Why is there a sonic boom when something breaks the sound barrier?



  1. 0 Votes

    This is a really good question. As any object travels through the atmosphere, it produces air pressure waves (just like a boat travelling through the ocean produces waves). When the speed of the object surpasses the speed of sound, these air pressure waves coalesce, forming a shock wave which “travels forward from the generation or ‘release point'”.  If the object maintains supersonic speeds, it is constantly releasing these shock waves. The sonic boom which we hear is therefore the sound of the building up and releasing of the pressure these shock waves create, known as the “peak overpressure”.

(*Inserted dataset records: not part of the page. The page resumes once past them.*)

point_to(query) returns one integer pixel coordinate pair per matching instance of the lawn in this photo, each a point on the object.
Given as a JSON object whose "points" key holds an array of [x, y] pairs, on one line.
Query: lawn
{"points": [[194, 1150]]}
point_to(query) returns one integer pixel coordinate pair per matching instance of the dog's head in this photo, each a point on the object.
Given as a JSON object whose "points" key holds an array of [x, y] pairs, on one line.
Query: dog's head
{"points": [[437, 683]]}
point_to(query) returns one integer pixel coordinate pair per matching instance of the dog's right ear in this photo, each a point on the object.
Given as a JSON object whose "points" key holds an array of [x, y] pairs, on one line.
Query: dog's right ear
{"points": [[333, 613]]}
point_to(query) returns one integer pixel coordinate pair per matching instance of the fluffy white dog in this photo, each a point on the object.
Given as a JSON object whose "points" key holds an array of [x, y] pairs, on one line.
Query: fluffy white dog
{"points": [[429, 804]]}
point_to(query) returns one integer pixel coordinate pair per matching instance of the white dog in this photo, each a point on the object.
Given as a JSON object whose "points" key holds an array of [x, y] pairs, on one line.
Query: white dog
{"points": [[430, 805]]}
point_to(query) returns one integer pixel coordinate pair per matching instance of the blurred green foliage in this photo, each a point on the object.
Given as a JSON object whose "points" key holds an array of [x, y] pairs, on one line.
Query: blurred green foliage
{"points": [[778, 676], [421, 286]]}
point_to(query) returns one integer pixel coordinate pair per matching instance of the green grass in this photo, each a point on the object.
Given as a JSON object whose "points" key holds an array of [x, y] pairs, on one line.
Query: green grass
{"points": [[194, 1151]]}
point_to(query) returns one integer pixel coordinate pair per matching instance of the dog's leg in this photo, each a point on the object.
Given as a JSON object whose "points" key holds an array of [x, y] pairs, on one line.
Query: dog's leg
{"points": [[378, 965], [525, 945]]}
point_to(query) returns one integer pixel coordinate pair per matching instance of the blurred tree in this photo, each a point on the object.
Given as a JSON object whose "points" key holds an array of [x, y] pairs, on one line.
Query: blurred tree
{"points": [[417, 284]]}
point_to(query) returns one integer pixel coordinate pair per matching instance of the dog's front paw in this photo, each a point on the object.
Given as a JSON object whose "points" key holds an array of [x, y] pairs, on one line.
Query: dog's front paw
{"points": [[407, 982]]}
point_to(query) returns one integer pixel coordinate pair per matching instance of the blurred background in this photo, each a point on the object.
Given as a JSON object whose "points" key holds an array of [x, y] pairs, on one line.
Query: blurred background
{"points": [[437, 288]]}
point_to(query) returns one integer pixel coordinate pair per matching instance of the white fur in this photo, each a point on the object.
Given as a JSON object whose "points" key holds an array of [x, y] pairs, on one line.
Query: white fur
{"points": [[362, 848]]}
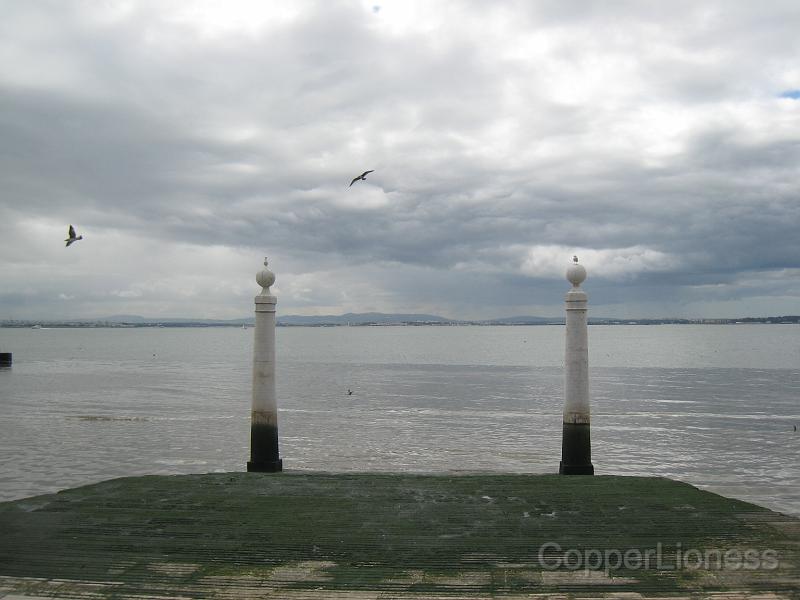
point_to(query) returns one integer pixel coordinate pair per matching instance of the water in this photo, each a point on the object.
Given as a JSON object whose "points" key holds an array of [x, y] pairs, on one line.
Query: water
{"points": [[711, 405]]}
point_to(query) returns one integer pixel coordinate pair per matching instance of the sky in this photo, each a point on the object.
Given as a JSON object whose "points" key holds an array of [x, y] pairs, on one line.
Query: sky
{"points": [[657, 141]]}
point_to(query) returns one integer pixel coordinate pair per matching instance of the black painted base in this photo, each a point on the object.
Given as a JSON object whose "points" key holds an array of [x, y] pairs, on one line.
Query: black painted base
{"points": [[576, 450], [264, 456], [273, 467]]}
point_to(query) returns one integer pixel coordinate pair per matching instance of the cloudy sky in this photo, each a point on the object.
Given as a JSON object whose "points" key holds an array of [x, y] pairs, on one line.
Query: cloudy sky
{"points": [[658, 141]]}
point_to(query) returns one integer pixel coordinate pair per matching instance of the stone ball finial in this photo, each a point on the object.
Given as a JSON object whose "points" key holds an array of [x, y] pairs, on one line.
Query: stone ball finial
{"points": [[265, 278], [576, 274]]}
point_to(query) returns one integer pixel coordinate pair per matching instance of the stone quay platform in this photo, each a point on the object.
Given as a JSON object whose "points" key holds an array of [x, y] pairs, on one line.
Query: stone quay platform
{"points": [[373, 536]]}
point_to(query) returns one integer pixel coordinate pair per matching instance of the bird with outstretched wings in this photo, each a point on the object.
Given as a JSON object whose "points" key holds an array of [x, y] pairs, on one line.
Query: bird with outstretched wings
{"points": [[362, 177], [71, 237]]}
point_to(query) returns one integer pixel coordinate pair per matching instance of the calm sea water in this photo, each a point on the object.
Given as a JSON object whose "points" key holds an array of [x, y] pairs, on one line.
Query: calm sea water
{"points": [[711, 405]]}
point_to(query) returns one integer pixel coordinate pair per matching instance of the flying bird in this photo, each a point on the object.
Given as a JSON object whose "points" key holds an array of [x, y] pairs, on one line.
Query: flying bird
{"points": [[362, 177], [72, 237]]}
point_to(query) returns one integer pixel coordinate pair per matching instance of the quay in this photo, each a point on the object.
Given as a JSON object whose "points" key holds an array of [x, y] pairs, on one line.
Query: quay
{"points": [[391, 535]]}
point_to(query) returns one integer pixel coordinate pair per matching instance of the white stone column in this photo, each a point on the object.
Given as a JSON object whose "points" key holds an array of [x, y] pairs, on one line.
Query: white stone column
{"points": [[576, 451], [264, 454]]}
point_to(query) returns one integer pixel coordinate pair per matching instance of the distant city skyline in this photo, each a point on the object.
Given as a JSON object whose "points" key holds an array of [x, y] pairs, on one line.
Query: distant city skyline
{"points": [[660, 142]]}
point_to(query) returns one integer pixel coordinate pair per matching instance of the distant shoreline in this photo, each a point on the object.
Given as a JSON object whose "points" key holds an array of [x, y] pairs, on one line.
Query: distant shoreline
{"points": [[246, 324]]}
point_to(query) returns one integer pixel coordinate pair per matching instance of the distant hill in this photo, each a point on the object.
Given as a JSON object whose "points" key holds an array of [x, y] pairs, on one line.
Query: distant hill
{"points": [[525, 321], [361, 319]]}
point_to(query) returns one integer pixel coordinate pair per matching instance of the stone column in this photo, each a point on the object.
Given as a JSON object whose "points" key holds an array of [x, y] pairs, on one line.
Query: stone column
{"points": [[576, 450], [264, 455]]}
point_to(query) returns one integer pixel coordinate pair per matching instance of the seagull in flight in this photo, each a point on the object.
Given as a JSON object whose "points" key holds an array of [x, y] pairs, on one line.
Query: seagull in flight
{"points": [[72, 237], [362, 177]]}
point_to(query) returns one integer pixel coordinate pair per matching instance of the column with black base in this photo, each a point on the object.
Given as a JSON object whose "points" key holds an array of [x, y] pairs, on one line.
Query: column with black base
{"points": [[264, 454], [576, 450]]}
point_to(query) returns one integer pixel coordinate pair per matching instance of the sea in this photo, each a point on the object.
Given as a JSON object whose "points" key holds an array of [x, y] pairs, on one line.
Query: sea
{"points": [[712, 405]]}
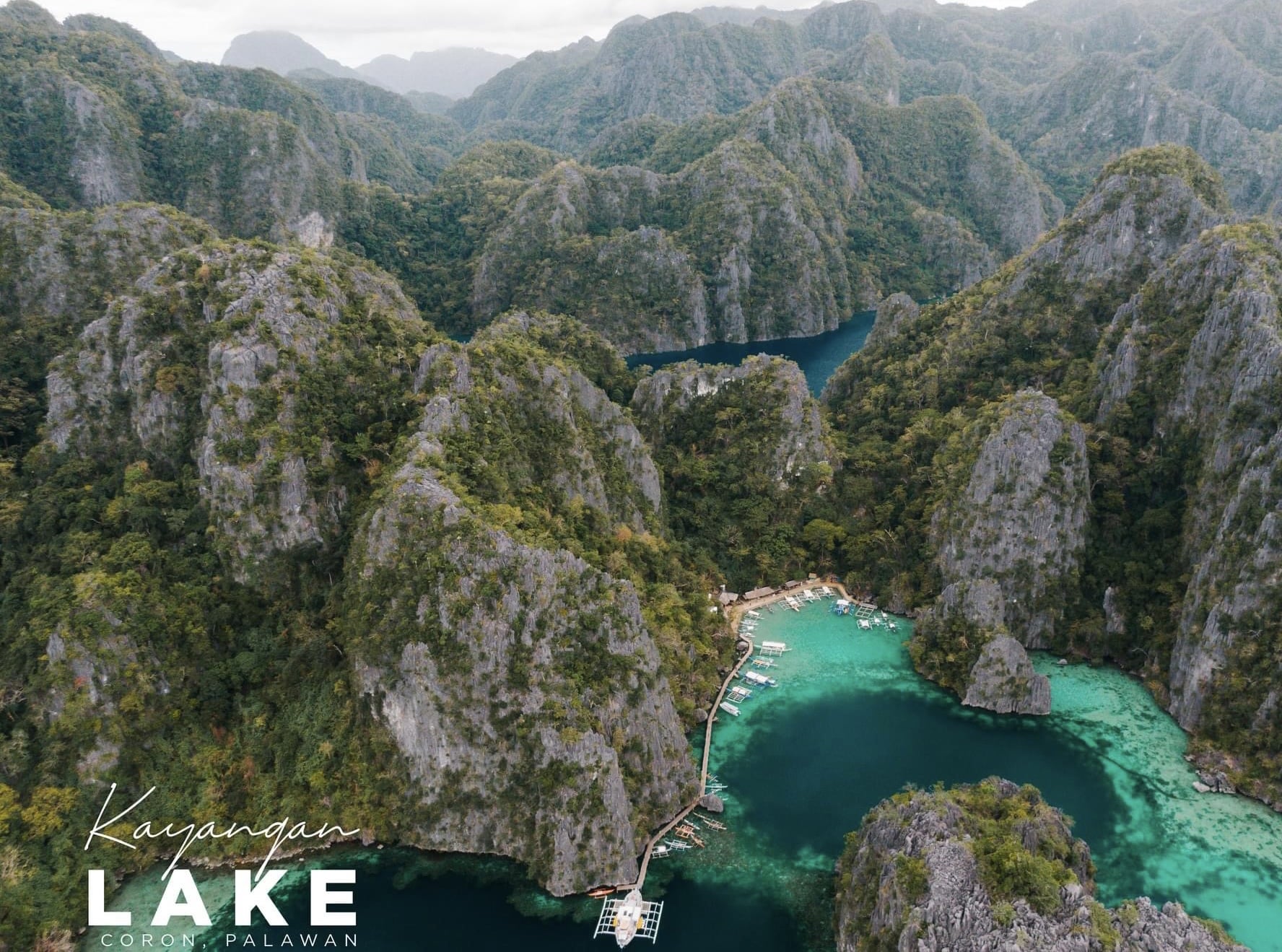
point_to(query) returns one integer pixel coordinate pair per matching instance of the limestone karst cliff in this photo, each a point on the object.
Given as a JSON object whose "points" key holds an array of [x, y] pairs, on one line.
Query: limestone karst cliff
{"points": [[1127, 512]]}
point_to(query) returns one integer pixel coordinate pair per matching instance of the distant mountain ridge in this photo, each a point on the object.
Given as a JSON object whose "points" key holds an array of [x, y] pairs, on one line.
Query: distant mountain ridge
{"points": [[453, 72]]}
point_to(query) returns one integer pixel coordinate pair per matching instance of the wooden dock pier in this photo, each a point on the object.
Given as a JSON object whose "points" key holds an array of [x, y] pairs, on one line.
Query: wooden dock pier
{"points": [[733, 616]]}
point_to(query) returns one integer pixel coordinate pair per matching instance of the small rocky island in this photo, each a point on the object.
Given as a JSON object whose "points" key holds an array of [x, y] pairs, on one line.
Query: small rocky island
{"points": [[985, 868]]}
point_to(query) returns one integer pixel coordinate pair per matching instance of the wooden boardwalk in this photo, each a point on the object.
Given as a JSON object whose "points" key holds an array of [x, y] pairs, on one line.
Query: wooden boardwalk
{"points": [[733, 614]]}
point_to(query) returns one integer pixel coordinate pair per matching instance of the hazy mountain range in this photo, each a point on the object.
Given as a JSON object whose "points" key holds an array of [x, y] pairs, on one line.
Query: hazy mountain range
{"points": [[269, 527], [453, 72]]}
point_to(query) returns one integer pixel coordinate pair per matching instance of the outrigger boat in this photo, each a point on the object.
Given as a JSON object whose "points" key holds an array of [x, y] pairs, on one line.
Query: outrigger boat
{"points": [[629, 917], [687, 832]]}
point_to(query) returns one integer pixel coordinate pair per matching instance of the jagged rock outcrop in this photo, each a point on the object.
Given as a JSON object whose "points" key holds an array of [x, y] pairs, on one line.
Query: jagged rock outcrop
{"points": [[520, 682], [1156, 322], [1145, 206], [892, 314], [1019, 522], [730, 249], [232, 355], [1003, 679], [801, 440], [1218, 299], [923, 872], [46, 256]]}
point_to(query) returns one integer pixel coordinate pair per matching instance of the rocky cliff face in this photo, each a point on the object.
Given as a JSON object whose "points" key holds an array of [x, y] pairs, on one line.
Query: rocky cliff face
{"points": [[801, 440], [1161, 335], [1008, 546], [1003, 679], [46, 256], [1219, 300], [1019, 523], [234, 355], [921, 873], [668, 262], [520, 682]]}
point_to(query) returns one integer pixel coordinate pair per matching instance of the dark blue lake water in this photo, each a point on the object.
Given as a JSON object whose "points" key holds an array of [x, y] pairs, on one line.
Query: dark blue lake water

    For a video explanation of the same, see here:

  2. 0 Votes

    A very common analogy is that of boats creating wakes. When a boat moves slowly, the water makes waves in front of the boat that the boat flows through, but when the boat goes faster than the waves, it creates a V shape in the water with the point of the V at the nose of a boat, called a wake. In the air, sound moves in waves ahead of the plane, but when the plane goes faster than sound (about 700mph), the sound waves build up and combine, creating the sonic boom you can see and hear. Just like being on the lake after a boat goes by and the wake reaches a previously calm shore.

  3. 0 Votes

    A sonic boom is in many ways comparable to the wake on a boat.  Just as a boat creates a wake of waves, with a larger wake occurring with a faster boat, so too does a plane create a wake of sound when it flies past.  When the plane flies faster than the speed of sound, the sound waves produced travel slower than the plane, and therefore become more concentrated of a wake.  The resulting compound of sound waves creates a sonic boom, which is basically just a bunch of sound waves that are very close together, and occur suddenly (in your perception).

  4. 0 Votes

    The “sonic boom” noise is essentially the product of extreme air pressure around the air craft, bullet, etc in question. As an object moves through air, it creates sound waves (vibrating air) in front and behind it, much like the way water is disturbed around a moving boat. At mach 1 (the sound barrier, or speed of sound) these waves become so tightly packed that they create one “super wave” that emits the defining “sonic boom” sound.

    You could think of it like the 5 rings from the “Captain Planet” cartoon. When the power all five rings (earth, wind, fire, water, and heart) were combined, they released the power of Captain Planet. The sound waves moving around a super sonic airplane combine in an analogous way to create one “super sound” that is much louder than the individual waves would be separately.